If you are looking to improve your performance capability or simply want variety in your running life, it's worth training on the 400-m track now and again. With customised training guidelines on the distance and intensity along with the necessary bite, you can optimally introduce individual-specific new training stimuli on the track thanks to the measured laps.

These stimuli are necessary if you have already optimised your training frequency and duration, as intensity is the last gear you can tinker with. And even this means literally running around in circles, track training can be fun and above all: it improves your performance.

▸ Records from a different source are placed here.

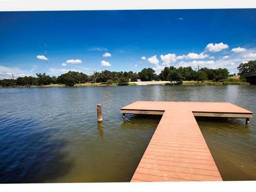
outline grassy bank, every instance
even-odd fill
[[[112,84],[107,84],[106,83],[76,83],[74,87],[85,87],[85,86],[117,86],[117,83],[113,83]],[[130,82],[129,85],[175,85],[175,84],[167,81],[151,81],[151,82]],[[184,81],[181,85],[250,85],[250,83],[244,82],[243,79],[239,78],[228,78],[222,82],[214,82],[211,81],[205,81],[204,82],[196,81]],[[31,85],[30,87],[68,87],[65,84],[53,84],[47,85]],[[25,86],[22,87],[26,87]]]

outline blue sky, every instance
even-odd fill
[[[255,39],[241,46],[256,36],[255,21],[256,9],[0,12],[0,78],[148,67],[158,74],[170,66],[233,69],[256,59]]]

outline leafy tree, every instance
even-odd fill
[[[159,78],[161,81],[167,81],[168,75],[172,70],[174,70],[175,68],[173,66],[165,67],[164,69],[159,74]]]
[[[256,60],[250,61],[247,63],[241,63],[237,67],[238,75],[242,75],[248,73],[256,72]]]
[[[153,81],[156,77],[155,70],[151,68],[143,69],[141,71],[138,73],[138,75],[142,81]]]
[[[3,79],[0,80],[0,85],[3,86],[14,86],[16,85],[16,80],[13,79]]]
[[[215,69],[215,73],[213,75],[213,81],[218,82],[221,80],[224,80],[228,77],[229,74],[229,72],[228,72],[227,69],[219,68]]]
[[[204,82],[207,79],[206,73],[202,70],[196,71],[196,81],[198,82],[199,81]]]
[[[127,77],[123,77],[118,79],[118,85],[128,85],[129,79]]]
[[[36,74],[36,76],[37,76],[37,85],[49,85],[51,83],[51,77],[49,76],[45,75],[45,73],[43,73],[43,74]]]
[[[185,78],[182,76],[180,71],[178,70],[172,70],[170,71],[167,79],[170,81],[175,81],[179,85],[181,85],[183,83],[183,81]]]

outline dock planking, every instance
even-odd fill
[[[195,116],[253,115],[230,103],[168,101],[137,101],[121,113],[163,115],[131,182],[222,181]]]

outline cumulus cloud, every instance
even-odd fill
[[[90,47],[87,48],[86,49],[87,51],[107,51],[108,49],[105,47]]]
[[[185,55],[179,55],[179,56],[177,56],[177,57],[176,58],[176,59],[177,60],[178,59],[183,59],[184,58],[186,58],[186,56]]]
[[[256,59],[256,53],[251,53],[244,56],[245,58]]]
[[[50,68],[49,73],[52,74],[61,74],[61,73],[68,73],[69,71],[77,71],[77,70],[74,69],[54,69],[54,68]]]
[[[0,66],[0,79],[11,78],[12,74],[14,78],[19,77],[29,76],[32,75],[31,73],[37,68],[36,66],[33,66],[33,68],[30,70],[20,69],[18,67],[9,67]]]
[[[156,55],[148,58],[148,61],[149,63],[155,65],[156,66],[158,66],[159,63],[159,60],[156,58]]]
[[[210,52],[219,52],[223,49],[228,49],[228,45],[227,44],[223,44],[223,43],[209,43],[206,45],[205,47],[206,50]]]
[[[163,64],[164,65],[170,65],[177,60],[176,55],[174,53],[169,53],[165,55],[161,55],[160,58],[163,61]]]
[[[199,54],[197,53],[189,53],[186,57],[186,59],[205,59],[209,57],[207,54],[204,54],[204,53],[201,53]]]
[[[105,53],[102,55],[104,57],[111,57],[111,54],[109,53]]]
[[[82,60],[80,59],[69,59],[66,61],[66,63],[69,64],[81,64],[82,63]]]
[[[230,57],[228,56],[228,55],[226,55],[226,56],[224,56],[223,57],[222,57],[223,59],[228,59],[229,58],[230,58]]]
[[[175,67],[178,68],[180,67],[187,67],[191,66],[191,67],[197,67],[198,65],[211,65],[214,64],[214,61],[211,60],[211,61],[196,61],[194,60],[191,62],[185,62],[185,61],[181,61],[177,65],[175,66]]]
[[[241,53],[243,52],[246,51],[247,50],[245,48],[241,48],[240,47],[238,47],[237,48],[233,48],[231,50],[231,51],[234,52],[235,53]]]
[[[44,55],[37,55],[36,58],[38,59],[47,60],[49,59]]]
[[[102,66],[105,66],[105,67],[110,67],[111,66],[111,64],[109,63],[108,62],[106,61],[105,60],[101,61],[101,65]]]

Track training = interval training

You don’t normally do continuous runs on the track but rather interval training where you switch between two intensities: each load is followed by an active break, the duration of which is highly dependent on the form and objective of the interval training. Standard training units have become well established in the theory of training, for instance, completing a 5 or 10 km run in preparation for a running event. Below are three sample training units for three performance levels.

Performance level: 10 km in > 50 minutes

  • 100 m - 100 m: Run the straights at a very fast tempo and the curves at a very easy tempo. If possible, this should amount to 3000 metres or 7½ laps at the end.
  • 8 x 400 m: Run one lap swiftly and measure the time. Then try to run each lap 1 second faster than the previous one. The break between the 8 repetitions lasts for 90 seconds.
  • 5-6 x 1000 m: For the tempo, select a speed you can only just maintain for 5000 m on the flats. You can take 2-minute breaks between the individual loads.

Performance level: 10 km in 40-50 minutes

  1. 15 x 200 m: Run 200 metres at a very fast tempo and 100 metres at a very easy tempo. Also try to differentiate the tempo during the intensive 200 metres: run faster on the straights than in the curves.
  2. 12 x 400 m: Mentally split the 12 repetitions into three sets of four. Run the first set at your steady 5000-metre pace, the first half of the second set at your 5000-m pace, and the second half at your 3000-m-pace. And finally run the third set at your 3000-m pace. The break between the repetitions lasts for 90 seconds
  3. 4-5 x (1000 m – 400 m): Run 1000 m at your 5000-m pace and after a break of one minute, run 400 m at your 3000-m pace. Start the next repetition after a two-minute break.

Performance level: 10 km < 40 minutes

  1. 15 x 400 m: Mentally split it into three sets of five. Run the first set at your steady 5000-m pace, the first half of the second set at your 5000-m pace, and the second half at your 3000-m pace. And finally run the third set at your 3000-m pace. The break between the repetitions lasts for 60 seconds
  2. Pyramid 200-400-800-1200-1600-1200-800-400-200: Try to play with the intensity. The shorter the load, the more intensive the run. In the second part of the pyramid training, try to run the same times as in the first. The breaks lasts 30 seconds per 200 m, which according to the pyramid distances gives the following break lengths: 30, 60, 120, 180, 240, 180, 120, 60 seconds.
  3. 3-4 x 2000 m + 1 x 1000 m: Run the 2000-m loads at your 10,000-m pace, and the 1000 metres at full effort. The break between the repetitions lasts for 90 seconds. 

Good to know:

  • Run at maximum every fourth unit intensively, for example, on the track. The rest of the running training should be completed at a light level of intensity.
  • Only start the track training once you have warmed up for 15 minutes and completed three sprint runs.
  • You can naturally also adapt the loads and the break duration to your individual needs as there are basically no limits to the imagination. However, it is crucial to keep up the tempo during the loads.
  • Finish the training by winding down for 15 minutes. The best way to do this is barefoot on the area inside the track. This way you will strengthen your foot muscles as you wind down.